Data-driven modeling is an essential tool for understanding and controlling complex physical systems, particularly when first-principles models are incomplete or unavailable. We develop three distinct methodologies for learning dynamical systems from limited, noisy, and real-world data. We introduce a reduced-order modeling framework to capture the initial ejection dynamics of turbulent plumes directly from video. By combining Otsu's thresholding with a concentric-circle search to extract plume geometries, we construct interpretable low-dimensional representations of formation dynamics. Validated on unseen video data, this approach accurately recovers rapid transients that are unaddressed by classical Gaussian models and intractable for real-time computational fluid dynamics.

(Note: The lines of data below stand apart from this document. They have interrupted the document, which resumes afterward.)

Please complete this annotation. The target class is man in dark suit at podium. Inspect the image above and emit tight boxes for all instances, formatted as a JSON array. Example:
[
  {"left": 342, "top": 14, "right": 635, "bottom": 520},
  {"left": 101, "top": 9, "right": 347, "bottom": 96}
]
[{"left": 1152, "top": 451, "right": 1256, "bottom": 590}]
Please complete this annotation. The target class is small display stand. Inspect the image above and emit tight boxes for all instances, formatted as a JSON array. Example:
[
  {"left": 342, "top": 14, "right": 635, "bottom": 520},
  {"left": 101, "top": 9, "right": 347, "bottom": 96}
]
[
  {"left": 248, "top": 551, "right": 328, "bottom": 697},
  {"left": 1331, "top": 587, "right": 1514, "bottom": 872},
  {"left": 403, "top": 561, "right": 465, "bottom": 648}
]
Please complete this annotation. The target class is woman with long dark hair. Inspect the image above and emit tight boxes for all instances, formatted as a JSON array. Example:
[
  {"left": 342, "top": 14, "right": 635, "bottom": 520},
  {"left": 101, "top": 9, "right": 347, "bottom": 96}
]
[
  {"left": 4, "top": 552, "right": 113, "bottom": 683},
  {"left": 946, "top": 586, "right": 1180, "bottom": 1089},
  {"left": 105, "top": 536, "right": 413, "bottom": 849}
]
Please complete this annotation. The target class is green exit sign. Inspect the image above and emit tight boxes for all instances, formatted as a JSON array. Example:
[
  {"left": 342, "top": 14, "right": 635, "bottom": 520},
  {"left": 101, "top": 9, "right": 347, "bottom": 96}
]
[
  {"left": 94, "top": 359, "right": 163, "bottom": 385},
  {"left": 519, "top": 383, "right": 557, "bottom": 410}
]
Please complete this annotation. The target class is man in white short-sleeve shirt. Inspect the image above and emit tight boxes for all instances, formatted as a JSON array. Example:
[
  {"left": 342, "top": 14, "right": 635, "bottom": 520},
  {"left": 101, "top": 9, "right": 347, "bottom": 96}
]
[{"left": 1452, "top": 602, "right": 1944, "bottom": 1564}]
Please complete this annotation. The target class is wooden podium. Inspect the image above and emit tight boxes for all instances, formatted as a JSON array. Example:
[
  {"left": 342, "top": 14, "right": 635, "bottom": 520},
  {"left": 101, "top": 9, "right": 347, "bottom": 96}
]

We present an all-at-once methodology for learning systems of ordinary differential equations (ODEs) from scarce, partial, and noisy observations. This formulation utilizes a sparse recovery strategy over a function library while jointly employing reproducing kernel Hilbert space (RKHS) theory for state estimation and discretization. The approach demonstrates high sampling efficiency and robustness to noise, outperforming existing algorithms in equation discovery. We develop a stability-constrained Neural Ordinary Differential Equation (NODE) framework for learning asymptotically stable systems exhibiting multi-attractor and hysteretic dynamics. The learned model guarantees trajectory stability throughout the state space, enabling tractable feedback control policies capable of navigating nontrivial bifurcations and hysteresis loops. Collectively, these contributions advance data-efficient modeling by integrating reduced-order methods, sparse equation discovery, and stability-enforced neural networks for real-time inference and control.